On Mar. 30th, 2018, Google held the second TensorFlow Dev Summit in Mountain View, California and announced the official release of TensorFlow version 1.8. I was fortunate to attend the summit with Google’s sponsorship, witnessing the release of this new version, a milestone. Lots of new functions added and supported shows the ambition of TensorFlow. Meanwhile, Eager Execution, which has been tested since 2017 fall, was finally included officially in this version and became the recommended mode for newcomers of TensorFlow.

The easiest way to get started with TensorFlow is using Eager Execution.


Before then, the disadvantages of Graph Execution mode in TensorFlow, such as high learning threshold, difficulty in debugging, poor flexibility and inability to use Python native controlling statements, have already been criticized by developers for a long time. Some new deep learning frameworks based on dynamic computational graph (e.g. PyTorch) have come out and won their places by their usability and efficiency for development. These dynamic deep learning frameworks are popular especially in academic researches where fast iterative development of models are required. In fact, I was the only person who used “old-fashioned” TensorFlow in my machine learning laboratory where I worked with dozens of colleagues. However, until now, most of the Chinese technical books and materials about TensorFlow still based on Graph Execution mode, which really dissuades beginners (especially those undergraduates who have just finished their machine learning courses) from learning. Therefore, as TensorFlow officially supports Eager Execution, it’s necessary to publish a brand new handbook which helps beginners and researchers who need to iterate models rapidly and to get started quickly from a new perspective.

Meanwhile, this handbook has another mission. Most Chinese technical books about TensorFlow focus mainly on deep learning and regard TensorFlow as a mere tool to implement deep learning models. Admittedly, they are self-contained, but it’s not friendly enough for those who have already known about machine learning and deep learning theories and want to focus on learning TensorFlow itself. In addition, though TensorFlow has its official documentation (, its structure is not well organized, lacking the step-by-step feature of a common tutorial, thus being more similar to a technological documentation. Therefore, I hope to write a handbook to show the main features of TensorFlow as a computing framework as much as possible, and to make up for the shortcomings of the official manual, in an effort to make readers who already have certain machine learning/deep learning knowledge and programming skills get started quickly. TensorFlow, and can solve practical problems during the actual programming process.

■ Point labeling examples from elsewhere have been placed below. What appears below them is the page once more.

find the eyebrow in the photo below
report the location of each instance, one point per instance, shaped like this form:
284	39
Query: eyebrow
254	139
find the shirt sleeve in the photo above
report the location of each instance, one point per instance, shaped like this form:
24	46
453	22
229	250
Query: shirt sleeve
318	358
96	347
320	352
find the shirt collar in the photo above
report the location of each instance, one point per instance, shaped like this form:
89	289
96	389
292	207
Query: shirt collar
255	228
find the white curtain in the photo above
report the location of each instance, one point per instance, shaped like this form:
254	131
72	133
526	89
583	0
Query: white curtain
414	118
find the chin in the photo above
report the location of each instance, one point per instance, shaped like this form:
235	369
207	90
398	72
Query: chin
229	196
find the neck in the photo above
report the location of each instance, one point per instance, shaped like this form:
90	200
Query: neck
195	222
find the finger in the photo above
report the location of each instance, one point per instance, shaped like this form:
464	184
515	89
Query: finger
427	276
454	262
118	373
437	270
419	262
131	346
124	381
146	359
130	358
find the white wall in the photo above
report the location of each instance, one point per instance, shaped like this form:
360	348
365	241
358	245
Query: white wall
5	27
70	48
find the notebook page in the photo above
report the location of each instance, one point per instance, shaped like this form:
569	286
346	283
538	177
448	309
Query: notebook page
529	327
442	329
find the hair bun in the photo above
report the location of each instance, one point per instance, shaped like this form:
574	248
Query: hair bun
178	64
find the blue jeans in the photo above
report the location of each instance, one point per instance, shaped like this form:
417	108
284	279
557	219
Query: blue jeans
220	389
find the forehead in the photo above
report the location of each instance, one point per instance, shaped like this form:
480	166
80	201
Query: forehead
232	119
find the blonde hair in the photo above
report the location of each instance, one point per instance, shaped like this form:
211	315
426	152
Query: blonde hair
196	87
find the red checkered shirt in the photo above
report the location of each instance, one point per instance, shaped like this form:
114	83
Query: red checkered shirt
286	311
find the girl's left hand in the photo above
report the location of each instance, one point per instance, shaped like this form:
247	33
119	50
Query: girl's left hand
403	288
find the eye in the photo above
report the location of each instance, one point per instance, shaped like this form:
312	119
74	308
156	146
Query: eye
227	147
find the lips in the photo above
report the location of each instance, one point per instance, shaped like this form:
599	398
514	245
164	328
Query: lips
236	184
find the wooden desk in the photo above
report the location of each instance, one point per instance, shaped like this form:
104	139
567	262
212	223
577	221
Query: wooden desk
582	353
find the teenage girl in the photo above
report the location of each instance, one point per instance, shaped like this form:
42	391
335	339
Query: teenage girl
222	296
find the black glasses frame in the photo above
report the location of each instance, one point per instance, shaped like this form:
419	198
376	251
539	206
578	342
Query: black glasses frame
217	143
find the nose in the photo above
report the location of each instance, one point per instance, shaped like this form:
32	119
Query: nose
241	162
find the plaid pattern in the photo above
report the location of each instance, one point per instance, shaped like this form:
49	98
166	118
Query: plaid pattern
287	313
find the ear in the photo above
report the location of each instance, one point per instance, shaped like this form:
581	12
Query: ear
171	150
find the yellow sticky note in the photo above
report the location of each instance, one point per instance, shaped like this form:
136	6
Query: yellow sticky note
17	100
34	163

The main features of this handbook are:

  • This book is mainly based on the most up-to-date Eager Execution mode in TensorFlow for fast iterative development of models. However, traditional Graph Execution mode is also included and we will do our best to make the codes provided in this book compatible with both modes.
  • We position this book mainly as a tutorial and handbook, and arrange the concepts and functions of TensorFlow as the core part, for TensorFlow developers to refer quickly. Chapters are relatively independent with one another, therefore it’s not necessary to read this book in a sequential order. There won’t be much theory of deep learning and machine learning in the text, however some recommendation is still provided for beginners to grasp related basic knowledge.
  • All codes are carefully written in order to be concise and efficient. All models are implemented based on the tf.keras.Model and tf.keras.layers.Layer methods, which just proposed by TensorFlow official documentation and are barely introduced in other technical documentations. This implementation guarantees high reusability. Each project is written by codes fewer than 100 lines for readers to understand and practice quickly.
  • Less is more. No all-rounded or large blocks of details.

The parts marked “*” are optional in this handbook.

This handbook is tentatively named as “A Concise Handbook of TensorFlow” in order to pay a tribute to the book “A Concise Handbook of \text{\LaTeX}” ( written by my friend and colleague Chris Wu. The latter is a rare Chinese material about \text{\LaTeX}. I also learned from it while I was writing this handbook. This handbook was initially written and used by meself as a prerequisite handout in a deep learning seminar organized by my friend Ji-An Li. My friends’ wise and selflessness also prompted me to finish this work.

The English version of this handbook is translated by my friend Zida Jin (Chapter 1-4) and Ming (Chapter 5-6), and revised by Ji-An Li and me. My three friends sacrificed a lot of valuable time to translate and proofread this handbook. Ji-An Li also provided valuable comments on the teaching content and code details of this manual. I would like to express my heartfelt thanks to my friends for their hard work.

I am grateful to the members of the Google China Developer Relations team and the TensorFlow engineering team for their help in writing this handbook. Among them, Luke Cheng of the Developer Relations team provided inspiration and continuous encouragement throughout the writing of this manual. Rui Li and Pryce Mu of the Developer Relations team provided strong support in the promotion of this manual, as well as Tiezhen Wang of TensorFlow team provided many suggestions to the engineering details of the manual.